La Gendarmerie royale du Canada (GRC) collabore avec la New York Academy of Art pour la première fois afin de mettre un visage sur 15 des 700 restes non identifiés que compte actuellement la base de données nationale des personnes disparues ainsi que les restes non identifiés de la GRC.

Du 6 au 10 janvier, la New York Academy of Art organisera un atelier de sculpture judiciaire qui utilisera une version imprimée en 3D de 15 crânes authentiques fournis par la GRC.

Les étudiants appliqueront leurs connaissances anatomiques et talents artistiques afin de reconstituer chacun des visages avec de l’argile.

Durant la semaine du 6 janvier, la GRC documentera le processus intégral dans ses comptes de médias sociaux, depuis le scannage jusqu’à la reconstitution finale.

Les crânes canadiens ont été choisis pour l’atelier en raison de leur bon état général et appartiennent à des hommes qui ont été trouvés entre 1972 et 2019.

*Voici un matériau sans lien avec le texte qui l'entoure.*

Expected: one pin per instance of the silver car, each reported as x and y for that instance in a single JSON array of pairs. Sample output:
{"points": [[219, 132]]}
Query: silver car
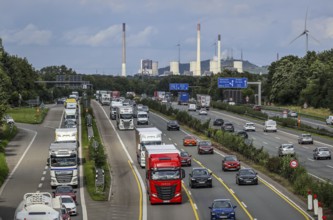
{"points": [[286, 149], [305, 139], [321, 152]]}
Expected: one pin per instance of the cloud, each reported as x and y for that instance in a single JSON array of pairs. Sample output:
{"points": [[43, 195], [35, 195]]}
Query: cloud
{"points": [[29, 35], [142, 38], [83, 36]]}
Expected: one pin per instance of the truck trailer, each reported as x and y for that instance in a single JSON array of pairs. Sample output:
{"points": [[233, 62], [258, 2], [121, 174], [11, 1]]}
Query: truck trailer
{"points": [[145, 137], [164, 174]]}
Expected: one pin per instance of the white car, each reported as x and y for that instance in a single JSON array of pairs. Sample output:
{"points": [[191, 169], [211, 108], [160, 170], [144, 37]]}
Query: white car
{"points": [[249, 126], [203, 112], [69, 203]]}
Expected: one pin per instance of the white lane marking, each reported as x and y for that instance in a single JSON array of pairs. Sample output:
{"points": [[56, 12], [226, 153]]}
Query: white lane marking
{"points": [[143, 187], [19, 162]]}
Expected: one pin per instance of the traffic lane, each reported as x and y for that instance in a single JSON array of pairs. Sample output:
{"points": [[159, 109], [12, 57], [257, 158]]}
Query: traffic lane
{"points": [[214, 163], [124, 202]]}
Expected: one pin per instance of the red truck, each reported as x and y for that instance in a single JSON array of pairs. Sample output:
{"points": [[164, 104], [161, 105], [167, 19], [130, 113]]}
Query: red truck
{"points": [[164, 174]]}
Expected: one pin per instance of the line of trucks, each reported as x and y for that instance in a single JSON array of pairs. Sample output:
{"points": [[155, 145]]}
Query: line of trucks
{"points": [[63, 161]]}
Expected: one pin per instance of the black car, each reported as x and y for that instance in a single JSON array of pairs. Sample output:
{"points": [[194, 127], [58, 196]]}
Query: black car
{"points": [[228, 127], [200, 177], [246, 176], [172, 125], [218, 122], [242, 134]]}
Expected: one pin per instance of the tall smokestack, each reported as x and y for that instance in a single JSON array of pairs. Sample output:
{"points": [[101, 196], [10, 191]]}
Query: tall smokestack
{"points": [[123, 64], [198, 64], [219, 53]]}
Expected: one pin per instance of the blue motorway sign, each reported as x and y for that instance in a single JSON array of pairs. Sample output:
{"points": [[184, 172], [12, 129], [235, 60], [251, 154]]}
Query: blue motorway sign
{"points": [[178, 86], [232, 83]]}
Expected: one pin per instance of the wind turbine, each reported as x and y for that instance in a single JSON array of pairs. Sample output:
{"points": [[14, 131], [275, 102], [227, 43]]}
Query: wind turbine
{"points": [[306, 33]]}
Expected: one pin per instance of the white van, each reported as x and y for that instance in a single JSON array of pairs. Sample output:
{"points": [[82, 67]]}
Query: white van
{"points": [[142, 118], [270, 125]]}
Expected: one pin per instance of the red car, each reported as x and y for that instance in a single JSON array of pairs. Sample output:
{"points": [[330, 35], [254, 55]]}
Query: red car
{"points": [[230, 162], [65, 190], [189, 141], [185, 158], [205, 147]]}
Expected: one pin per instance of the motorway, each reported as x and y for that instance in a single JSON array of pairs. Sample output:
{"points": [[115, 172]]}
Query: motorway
{"points": [[263, 201], [321, 169]]}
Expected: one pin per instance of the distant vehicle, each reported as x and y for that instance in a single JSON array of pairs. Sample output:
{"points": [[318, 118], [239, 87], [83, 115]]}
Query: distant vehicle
{"points": [[65, 190], [200, 176], [218, 122], [321, 153], [228, 127], [189, 141], [292, 114], [270, 125], [192, 107], [246, 176], [257, 108], [205, 147], [8, 119], [329, 120], [286, 149], [305, 139], [203, 111], [172, 125], [222, 209], [249, 126], [242, 134], [69, 203], [230, 162], [185, 158], [70, 124]]}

À la fin du projet, les nouveaux visages seront révélés et présentés sur le site Web de Disparus-Canada dans l’espoir de recevoir des indices du public qui pourront renseigner la GRC sur leur identité.

Les crânes

L’aventure a débuté avec le bureau du coroner de la Colombie‑Britannique et le bureau du médecin légiste de la Nouvelle‑Écosse, qui ont fourni les crânes en question.

À Ottawa, des spécialistes ont imprimé des versions 3D de ces crânes à l’aide de nylon en poudre fusionné par laser.

Les crânes ont été produits par lots de quatre, chacun nécessitant environ 48 heures à réaliser, y compris le temps de refroidissement. Une fois refroidis, ils ont été traités à l’aide de brosses et d’air comprimé pour retirer tout résidu de nylon.

La GRC espère un jour tenir ce genre d’atelier au Canada, afin de mettre en place des ressources de reconstitution ici et favoriser la conclusion d’autres dossiers.

«La GRC se réjouit de ce partenariat avec la New York Academy of Art qui est mondialement reconnue pour ses techniques d’enseignement, explique Marie-Claude Arsenault, officière en chef des Services d’enquêtes spécialisées et de nature délicate de la GRC par voie de communiqué. Nous espérons mettre un visage et un nom à ces personnes dont le sort demeure inconnu de leurs proches.» (D.V.)